References vs Rc's to values in Context for tokenization


I am creating an algebraic tokenizer/parser where implementations of individual token prototypes (such as operators, functions, constants, ...) are contained in a Context struct so that I don't have to clone tokens in the abstract syntax tree, but only references to those contained in the Context.

My question is about using Rcs or references to keep track of tokens. When should I use one or the other? In this case I don't see a real difference, apart from some extra code syntax in the Rc case.

Are there any major downsides in terms of performance?

Playground for reference


Solution

  • With Rc you will be able to build the sequence of tokens in a function and return it, because the tokens own (in a shared fashion) the operators they need.

    fn build_with_rc() -> Vec<TokenWithRc> {
        let add = Operator(String::from("+"));
        let cx = ContextWithRc {
            operators: vec![Rc::new(add)],
        };
        vec![
            TokenWithRc::Number(1.0),
            TokenWithRc::Operator(cx.operators[0].clone()),
            TokenWithRc::Number(2.0),
            TokenWithRc::Operator(cx.operators[0].clone()),
            TokenWithRc::Number(3.0),
        ]
    }
    

    On the other hand, with lifetimes, you cannot express an equivalent function.

    fn build_with_lifetime() -> Vec<TokenWithLifetime<'???>> { // which lifetime?
        // ...
    }
    

    but you could consider passing the context

    fn build_with_lifetime<'a>(
        cx: &'a ContextWithLifetime<'a>
    ) -> Vec<TokenWithLifetime<'a>> {
        vec![
            TokenWithLifetime::Number(1.0),
            TokenWithLifetime::Operator(cx.operators[0]),
            TokenWithLifetime::Number(2.0),
            TokenWithLifetime::Operator(cx.operators[0]),
            TokenWithLifetime::Number(3.0),
        ]
    }
    

    But, since the sequence of tokens keeps a reference to the context, you won't be able to mutate the context while the sequence of tokens exists.

        let add = Operator(String::from("+"));
        let mut cx = ContextWithLifetime {
            operators: vec![&add],
        };
        let tokens = build_with_lifetime(&cx);
        let sub = Operator(String::from("-"));
        cx.operators.push(&sub); // !!! ERROR
        // cannot borrow `cx.operators` as mutable
        // because it is also borrowed as immutable
        println!("{tokens:?}");
    

    In the end, it depends on the intended usage of the context. If it is build once for all and can stay immutable till the end of the algorithm using the tokens, then the lifetime solution is perfect. On the other hand, if the context is supposed to be mutated while the tokens still exists, then the Rc solution is probably better.
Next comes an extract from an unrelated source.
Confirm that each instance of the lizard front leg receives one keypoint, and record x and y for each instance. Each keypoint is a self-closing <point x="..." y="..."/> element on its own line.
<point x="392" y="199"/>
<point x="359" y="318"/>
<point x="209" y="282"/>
    An alternative way would be to use indices (used with cx.operators) instead of references, but you need to be extra-careful when mutating this vector, especially if you remove some operators.

    You asked about any downsides in terms of performances. In theory, Rc implies one more indirection when accessing the structure, and a more fragmented memory layout (hard to prefetch), because each structure is heap-allocated independently. However, in practice, the difference may not be noticeable because the problem is a graph (AST) traversal in which nothing is predictable (in terms of prefetch) when travelling from one node to another. Randomly jumping through well-packed operators in an array is not very different from jumping though many fragmented allocations (except in terms of TLB miss eventually); it would be important in the case of a perfectly regular traversal, where prefetch could help a lot.